There’s something incredibly comforting about the smell of freshly baked goods wafting through the kitchen, isn’t there? Today, I’m excited to share my recipe for Quick Banana Bread Brownies from Scratch. These delightful treats are not only easy to whip up in just 30 minutes, but they also combine the best of both worlds: the moistness of banana bread and the rich, chocolatey goodness of brownies. Perfect for a quick healthy breakfast or an afternoon snack, these brownies are sure to become a family favorite!
Why You’ll Love This Recipe
- Quick and easy to make, perfect for busy weeknights.
- Uses ripe bananas, so you can reduce food waste.
- Chocolatey goodness that satisfies your sweet tooth.
- Great for meal prep or as a treat for unexpected guests.
- Can be customized with your favorite mix-ins, like nuts or chocolate chips.
Ingredients
To make these scrumptious Banana Bread Brownies, you’ll need the following ingredients:
- 3 medium Ripe Bananas (Mashed, about 1 cup total)
- 1 cup Granulated Sugar
- 2 large Eggs
- 1 cup All-Purpose Flour
- 1/3 cup Unsweetened Cocoa Powder
- 1/2 teaspoon Baking Soda
- 1/4 teaspoon Salt
- 1/2 cup Vegetable Oil
- 1/2 cup Chocolate Chips (Optional, semi-sweet or dark)
Full ingredient list with measurements is provided in the printable recipe card below.
How to Make the Recipe
Now, let’s dive into the fun part—making these delicious brownies!
- Preheat your oven to 350°F (175°C).
- Mash the ripe bananas in a large mixing bowl until smooth.
- Add granulated sugar to the mashed bananas and mix well.
- Crack in the eggs and mix until fully blended.
- Pour in the vegetable oil and mix until smooth.
- In a separate bowl, sift together flour, cocoa powder, baking soda, and salt.
- Gradually add the dry mixture to the wet ingredients and fold gently until just combined.
- If using, fold in the chocolate chips.
- Pour the batter into a greased or lined 8×8 inch baking pan.
- Bake for 25-30 minutes, until a toothpick comes out with a few moist crumbs.
- Let cool in the pan for 10 minutes, then transfer to a wire rack to cool completely before cutting.
Pro Tips for Making the Recipe
Here are some of my favorite tips to ensure your Brownies From Scratch turn out perfectly every time:
- Make sure your bananas are very ripe for the best flavor and moisture.

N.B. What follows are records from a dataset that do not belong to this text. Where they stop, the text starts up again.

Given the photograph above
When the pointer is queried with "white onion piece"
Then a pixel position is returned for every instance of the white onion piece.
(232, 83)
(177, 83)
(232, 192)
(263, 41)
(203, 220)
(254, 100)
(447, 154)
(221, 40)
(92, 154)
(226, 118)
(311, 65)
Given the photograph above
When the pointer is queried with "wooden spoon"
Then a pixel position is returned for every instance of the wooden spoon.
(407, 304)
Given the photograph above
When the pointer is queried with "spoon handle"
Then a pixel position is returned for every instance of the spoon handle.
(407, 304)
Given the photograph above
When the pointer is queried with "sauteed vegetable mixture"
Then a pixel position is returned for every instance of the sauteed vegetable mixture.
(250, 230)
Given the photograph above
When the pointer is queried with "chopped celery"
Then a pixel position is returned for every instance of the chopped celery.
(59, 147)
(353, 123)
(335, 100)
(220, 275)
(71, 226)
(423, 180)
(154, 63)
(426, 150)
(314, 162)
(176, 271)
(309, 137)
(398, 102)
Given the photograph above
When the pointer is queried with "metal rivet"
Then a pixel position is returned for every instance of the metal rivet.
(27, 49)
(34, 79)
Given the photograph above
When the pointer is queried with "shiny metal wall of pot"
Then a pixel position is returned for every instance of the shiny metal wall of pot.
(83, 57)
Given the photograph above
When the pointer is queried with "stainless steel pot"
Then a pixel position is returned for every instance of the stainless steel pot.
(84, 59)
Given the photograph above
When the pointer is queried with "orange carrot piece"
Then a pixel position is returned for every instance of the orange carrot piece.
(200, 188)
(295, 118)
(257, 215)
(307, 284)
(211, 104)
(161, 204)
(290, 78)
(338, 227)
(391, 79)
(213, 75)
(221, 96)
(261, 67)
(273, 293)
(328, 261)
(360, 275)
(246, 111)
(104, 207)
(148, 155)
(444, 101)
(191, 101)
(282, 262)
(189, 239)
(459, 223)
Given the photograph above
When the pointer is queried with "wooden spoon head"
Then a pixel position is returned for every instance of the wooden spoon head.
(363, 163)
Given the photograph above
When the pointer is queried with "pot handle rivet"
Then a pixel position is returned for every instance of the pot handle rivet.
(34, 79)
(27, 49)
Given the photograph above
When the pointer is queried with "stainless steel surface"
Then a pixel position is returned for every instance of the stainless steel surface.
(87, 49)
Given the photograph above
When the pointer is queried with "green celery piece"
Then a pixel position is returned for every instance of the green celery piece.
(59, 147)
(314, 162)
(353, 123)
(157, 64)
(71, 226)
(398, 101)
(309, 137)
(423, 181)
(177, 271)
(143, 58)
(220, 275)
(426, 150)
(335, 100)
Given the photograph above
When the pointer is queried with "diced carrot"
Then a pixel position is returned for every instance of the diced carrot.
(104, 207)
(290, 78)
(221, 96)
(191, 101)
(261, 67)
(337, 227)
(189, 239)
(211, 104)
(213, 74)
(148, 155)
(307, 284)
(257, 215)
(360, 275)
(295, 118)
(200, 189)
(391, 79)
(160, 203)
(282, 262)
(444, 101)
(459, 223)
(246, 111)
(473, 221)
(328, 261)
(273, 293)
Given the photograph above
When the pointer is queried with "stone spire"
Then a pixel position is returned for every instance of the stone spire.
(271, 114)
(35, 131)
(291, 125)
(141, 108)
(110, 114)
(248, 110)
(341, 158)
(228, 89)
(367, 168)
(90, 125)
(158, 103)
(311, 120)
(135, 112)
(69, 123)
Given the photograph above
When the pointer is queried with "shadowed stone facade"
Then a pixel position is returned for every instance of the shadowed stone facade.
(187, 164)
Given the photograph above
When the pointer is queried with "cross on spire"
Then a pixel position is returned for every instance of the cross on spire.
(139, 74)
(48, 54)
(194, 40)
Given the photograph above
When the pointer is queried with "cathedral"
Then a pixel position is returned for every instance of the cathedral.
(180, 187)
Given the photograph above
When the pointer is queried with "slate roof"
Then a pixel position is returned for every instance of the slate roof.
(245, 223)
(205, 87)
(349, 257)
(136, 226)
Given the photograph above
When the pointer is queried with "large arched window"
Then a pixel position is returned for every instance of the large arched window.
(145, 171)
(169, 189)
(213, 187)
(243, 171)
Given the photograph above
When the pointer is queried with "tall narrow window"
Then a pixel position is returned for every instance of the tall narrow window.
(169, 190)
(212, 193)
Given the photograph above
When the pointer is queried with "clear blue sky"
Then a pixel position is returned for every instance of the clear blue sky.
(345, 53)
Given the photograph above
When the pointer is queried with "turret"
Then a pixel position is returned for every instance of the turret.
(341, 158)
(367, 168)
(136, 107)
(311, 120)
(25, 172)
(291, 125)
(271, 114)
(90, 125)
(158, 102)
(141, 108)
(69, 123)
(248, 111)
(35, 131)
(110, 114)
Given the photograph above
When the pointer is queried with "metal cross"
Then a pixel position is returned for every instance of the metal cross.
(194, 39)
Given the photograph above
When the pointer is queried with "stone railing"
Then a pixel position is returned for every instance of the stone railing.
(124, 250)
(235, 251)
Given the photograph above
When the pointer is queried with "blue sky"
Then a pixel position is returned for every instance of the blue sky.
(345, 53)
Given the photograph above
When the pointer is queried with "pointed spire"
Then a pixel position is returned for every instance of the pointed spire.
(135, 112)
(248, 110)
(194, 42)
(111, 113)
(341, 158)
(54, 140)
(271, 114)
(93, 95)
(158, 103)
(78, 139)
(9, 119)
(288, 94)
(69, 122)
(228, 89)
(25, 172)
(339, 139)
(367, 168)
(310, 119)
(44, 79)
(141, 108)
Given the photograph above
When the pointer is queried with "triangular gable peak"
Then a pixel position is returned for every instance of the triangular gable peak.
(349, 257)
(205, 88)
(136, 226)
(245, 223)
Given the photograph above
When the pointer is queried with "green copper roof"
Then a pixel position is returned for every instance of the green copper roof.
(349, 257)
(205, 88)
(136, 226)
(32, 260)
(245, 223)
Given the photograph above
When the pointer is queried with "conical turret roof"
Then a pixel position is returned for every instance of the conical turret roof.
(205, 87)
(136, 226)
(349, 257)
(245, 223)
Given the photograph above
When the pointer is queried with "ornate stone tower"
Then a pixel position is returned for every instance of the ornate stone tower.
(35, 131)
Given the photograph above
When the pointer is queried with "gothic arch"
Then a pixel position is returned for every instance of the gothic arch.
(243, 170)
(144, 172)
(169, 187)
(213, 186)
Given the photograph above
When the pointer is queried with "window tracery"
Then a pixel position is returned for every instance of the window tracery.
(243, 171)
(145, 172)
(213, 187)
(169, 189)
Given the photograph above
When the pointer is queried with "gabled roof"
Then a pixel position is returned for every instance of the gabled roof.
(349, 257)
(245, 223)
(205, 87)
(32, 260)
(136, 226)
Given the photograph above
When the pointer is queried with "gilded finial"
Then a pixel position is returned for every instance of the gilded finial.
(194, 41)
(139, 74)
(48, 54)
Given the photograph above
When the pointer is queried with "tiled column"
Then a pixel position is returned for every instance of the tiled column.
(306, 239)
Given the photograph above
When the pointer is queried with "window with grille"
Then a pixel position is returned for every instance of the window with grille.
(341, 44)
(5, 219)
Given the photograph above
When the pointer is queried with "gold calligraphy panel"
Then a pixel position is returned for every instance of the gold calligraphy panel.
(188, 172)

- Don’t overmix the batter; fold until just combined to keep your brownies tender.
- For an extra chocolatey treat, sprinkle some chocolate chips on top before baking.
- Let the brownies cool completely before cutting to avoid crumbling.
How to Serve
These Banana Bread Brownies are delicious on their own, but you can elevate them even further! Here are some serving suggestions:
- Serve warm with a scoop of vanilla ice cream for a decadent dessert.
- Pair with a cup of coffee or tea for a delightful afternoon treat.
- Top with whipped cream and fresh berries for a beautiful presentation.
- Cut into smaller squares for a perfect addition to lunchboxes or as a quick snack.
Make Ahead and Storage
These brownies are perfect for meal prep! Here’s how to store them:
- Store in an airtight container at room temperature for up to 3 days.
- For longer storage, keep them in the refrigerator for up to a week.
- You can also freeze them! Wrap individual brownies in plastic wrap and place them in a freezer-safe bag for up to 3 months.
Whether you’re looking for quick family dinners or easy pasta recipes, these brownies are a fantastic addition to your recipe collection. They’re not just a treat; they’re a way to bring joy to your kitchen and your family. So, gather your ingredients and let’s get baking! And if you’re in the mood for something else, check out my Healthy Zero Point WW Banana Bread Muffins or my White Chicken Enchiladas for more delicious ideas. Happy baking!

Quick Banana Bread Brownies From Scratch
Ingredients
Method
- Preheat oven to 350°F (175°C). Mash bananas and mix with sugar.
- Add eggs and oil, mix well. Sift dry ingredients and combine with wet mixture.
- Fold in chocolate chips if using. Pour batter into a greased 8x8 inch pan.
- Bake for 25-30 minutes until a toothpick comes out moist.
- Cool in pan for 10 minutes, then transfer to wire rack to cool completely.